Halmahera Tengah, Beritasatu.com – Gubernur Maluku Utara Sherly Tjoanda, dengan tegas melarang masyarakat menebang pohon mangrove karena tindakan tersebut dapat merusak ekosistem laut dan lingkungan pesisir. Ia menekankan bahwa kerusakan mangrove akan berdampak negatif terhadap keberlangsungan hidup masyarakat desa, terutama di wilayah pesisir.
Pernyataan tersebut disampaikan Gubernur Sherly saat memimpin aksi penanaman Satu Juta Pohon Mangrove di Desa Sagea, Kecamatan Weda Tengah, Halmahera Tengah, Selasa (22/7/2025).
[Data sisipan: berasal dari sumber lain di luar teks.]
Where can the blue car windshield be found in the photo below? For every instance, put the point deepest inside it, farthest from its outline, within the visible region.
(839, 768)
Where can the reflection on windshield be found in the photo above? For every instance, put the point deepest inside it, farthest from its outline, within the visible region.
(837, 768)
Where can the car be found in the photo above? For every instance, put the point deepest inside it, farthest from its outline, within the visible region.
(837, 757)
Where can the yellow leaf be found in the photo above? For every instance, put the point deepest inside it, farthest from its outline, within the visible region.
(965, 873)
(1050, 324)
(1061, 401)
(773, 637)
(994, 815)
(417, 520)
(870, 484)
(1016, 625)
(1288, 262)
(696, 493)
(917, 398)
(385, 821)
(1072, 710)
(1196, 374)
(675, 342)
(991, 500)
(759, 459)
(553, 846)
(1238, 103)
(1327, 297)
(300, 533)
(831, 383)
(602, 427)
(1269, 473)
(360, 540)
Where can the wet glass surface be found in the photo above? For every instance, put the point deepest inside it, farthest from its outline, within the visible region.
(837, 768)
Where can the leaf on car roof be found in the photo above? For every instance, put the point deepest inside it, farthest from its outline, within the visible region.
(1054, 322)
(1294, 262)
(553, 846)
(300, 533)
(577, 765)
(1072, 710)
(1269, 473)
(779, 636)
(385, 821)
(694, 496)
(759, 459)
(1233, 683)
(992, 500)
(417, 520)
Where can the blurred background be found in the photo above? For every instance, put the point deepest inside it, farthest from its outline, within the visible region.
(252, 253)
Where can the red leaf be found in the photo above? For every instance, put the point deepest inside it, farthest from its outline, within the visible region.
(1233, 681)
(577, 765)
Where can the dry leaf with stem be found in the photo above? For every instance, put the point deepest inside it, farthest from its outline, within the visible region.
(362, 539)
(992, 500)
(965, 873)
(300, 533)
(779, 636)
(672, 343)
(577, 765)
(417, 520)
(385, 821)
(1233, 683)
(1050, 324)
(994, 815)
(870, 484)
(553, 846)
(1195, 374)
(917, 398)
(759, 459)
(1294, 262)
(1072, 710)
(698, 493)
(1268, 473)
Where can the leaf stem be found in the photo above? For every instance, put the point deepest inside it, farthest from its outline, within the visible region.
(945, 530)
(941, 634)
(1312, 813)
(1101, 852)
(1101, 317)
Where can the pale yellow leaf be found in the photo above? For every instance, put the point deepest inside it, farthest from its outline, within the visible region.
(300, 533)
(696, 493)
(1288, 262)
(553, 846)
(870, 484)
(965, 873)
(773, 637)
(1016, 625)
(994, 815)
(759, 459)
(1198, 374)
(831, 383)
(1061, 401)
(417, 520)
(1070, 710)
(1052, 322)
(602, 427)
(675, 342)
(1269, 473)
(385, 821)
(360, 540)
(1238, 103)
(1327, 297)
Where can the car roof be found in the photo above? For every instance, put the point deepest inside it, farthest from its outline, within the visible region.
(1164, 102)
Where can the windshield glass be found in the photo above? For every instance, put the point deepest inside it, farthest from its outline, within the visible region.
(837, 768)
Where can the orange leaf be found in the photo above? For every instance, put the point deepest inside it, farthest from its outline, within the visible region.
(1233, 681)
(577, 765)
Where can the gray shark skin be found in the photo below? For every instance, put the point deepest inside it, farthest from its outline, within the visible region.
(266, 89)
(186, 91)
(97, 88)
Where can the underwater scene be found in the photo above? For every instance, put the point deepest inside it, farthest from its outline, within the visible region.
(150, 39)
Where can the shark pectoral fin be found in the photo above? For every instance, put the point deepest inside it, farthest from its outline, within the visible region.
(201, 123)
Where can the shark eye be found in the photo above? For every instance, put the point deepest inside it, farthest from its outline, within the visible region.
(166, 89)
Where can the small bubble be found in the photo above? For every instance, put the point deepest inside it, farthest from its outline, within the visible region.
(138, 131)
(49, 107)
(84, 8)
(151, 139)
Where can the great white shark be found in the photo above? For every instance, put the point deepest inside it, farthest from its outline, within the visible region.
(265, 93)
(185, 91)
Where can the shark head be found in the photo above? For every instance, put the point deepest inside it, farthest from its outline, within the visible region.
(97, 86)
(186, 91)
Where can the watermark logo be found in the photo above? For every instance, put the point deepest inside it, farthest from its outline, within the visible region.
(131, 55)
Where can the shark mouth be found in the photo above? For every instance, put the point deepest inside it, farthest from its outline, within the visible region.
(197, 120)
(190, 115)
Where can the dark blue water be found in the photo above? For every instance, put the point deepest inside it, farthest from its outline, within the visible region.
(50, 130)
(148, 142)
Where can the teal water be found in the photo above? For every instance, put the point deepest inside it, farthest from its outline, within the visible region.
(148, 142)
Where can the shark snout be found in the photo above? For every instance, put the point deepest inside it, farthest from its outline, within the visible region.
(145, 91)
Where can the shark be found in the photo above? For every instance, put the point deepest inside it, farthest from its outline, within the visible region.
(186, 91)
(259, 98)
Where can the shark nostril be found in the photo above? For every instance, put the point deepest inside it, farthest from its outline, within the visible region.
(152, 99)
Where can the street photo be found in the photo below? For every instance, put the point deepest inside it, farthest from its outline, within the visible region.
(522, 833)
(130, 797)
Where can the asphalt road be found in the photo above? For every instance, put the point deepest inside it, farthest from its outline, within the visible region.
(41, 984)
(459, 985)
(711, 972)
“Menanam pohon mangrove banyak manfaatnya. Selain menyerap karbon dioksida agar udara lebih bersih, mangrove juga bisa menjadi ekowisata. Di kemudian hari, karbon dari mangrove ini bisa dijual. Karena itu, saya melarang masyarakat untuk menebang pohon mangrove,” tegas Sherly.
Ia menambahkan, penebangan mangrove yang sembarangan harus ditindak tegas. “Jika ada yang kedapatan menebang, langsung laporkan ke polisi setempat. Itu tidak boleh. Saya sudah memberikan edaran secara lisan dan akan membuat sanksi melalui aturan agar kegiatan tersebut dapat diminimalisir. Karena memotong dahan-dahan mangrove ini dapat merusak ekosistemnya,” ujarnya.
Sherly juga menjelaskan bahwa kegiatan penanaman mangrove ini merupakan bagian dari inisiatif Kementerian Lingkungan Hidup yang mendorong PT Indonesia Weda Bay Industrial Park (IWIP) sebagai pelopor industri nikel hijau di Indonesia.
“Kemarin ada kunjungan menteri lingkungan hidup ke PT IWIP dan menjadikan IWIP sebagai referensi untuk pertambangan hijau. Semoga menjadi contoh bagi perusahaan tambang lain. Harapannya, kawasan ini dikembangkan sebagai objek wisata. Jadi bukan hanya mengurangi CO2, tetapi juga bisa menambah isi dompet masyarakat,” ungkapnya.
Sementara itu, Ketua Kelompok Mangrove Lestari Desa Kobe Fredik Mamesa, mengaku bangga dengan kolaborasi antara pemerintah provinsi dan kabupaten dalam pelestarian mangrove. Menurutnya, selama ini masyarakat masih mengandalkan batang dan ranting mangrove sebagai kayu bakar, yang menyebabkan kerusakan lingkungan pesisir.
“Kita semua di sini butuh kayu bakar, makanya kita mengambil pohon mangrove. Daerah ini memang terlihat bersih, tetapi masyarakat belum memikirkan masa depan. Kita hanya tahu kebutuhan harian, padahal ternyata ini menyangkut masa depan kita semua,” ucap Fredik.
Sebagai bentuk komitmen, Fredik dan empat anggotanya terus mengembangkan budidaya pohon mangrove dan konsisten melakukan penanaman di sepanjang pesisir Desa Kobe. Ia berharap kawasan ini bisa menjadi ruang hijau sekaligus objek wisata edukasi lingkungan bagi masyarakat.
“Saya dan anak buah awalnya enam orang, sekarang tinggal empat, tetapi kami tetap jalankan ini. Kami terus menambah pembibitan agar penanaman terus berlanjut. Kami minta kepada pemerintah pusat atau daerah agar menjadikan ini destinasi wisata sebagai ekowisata dan tempat edukasi,” jelasnya.
Diketahui, program penanaman mangrove ini ditargetkan mencakup area seluas 200 hektare selama lima tahun. Rinciannya, pada 2024 ditanam 30.000 batang, pada 2025 sebanyak 220.000 batang, pada2026 dan 2027 masing-masing 250.000 batang, serta 250.000 batang pada 2028.
Aksi ini merupakan hasil kolaborasi antara Pemerintah Provinsi Maluku Utara, Pemerintah Kabupaten Halmahera Tengah, sektor swasta seperti PT IWIP, dan partisipasi aktif masyarakat sekitar.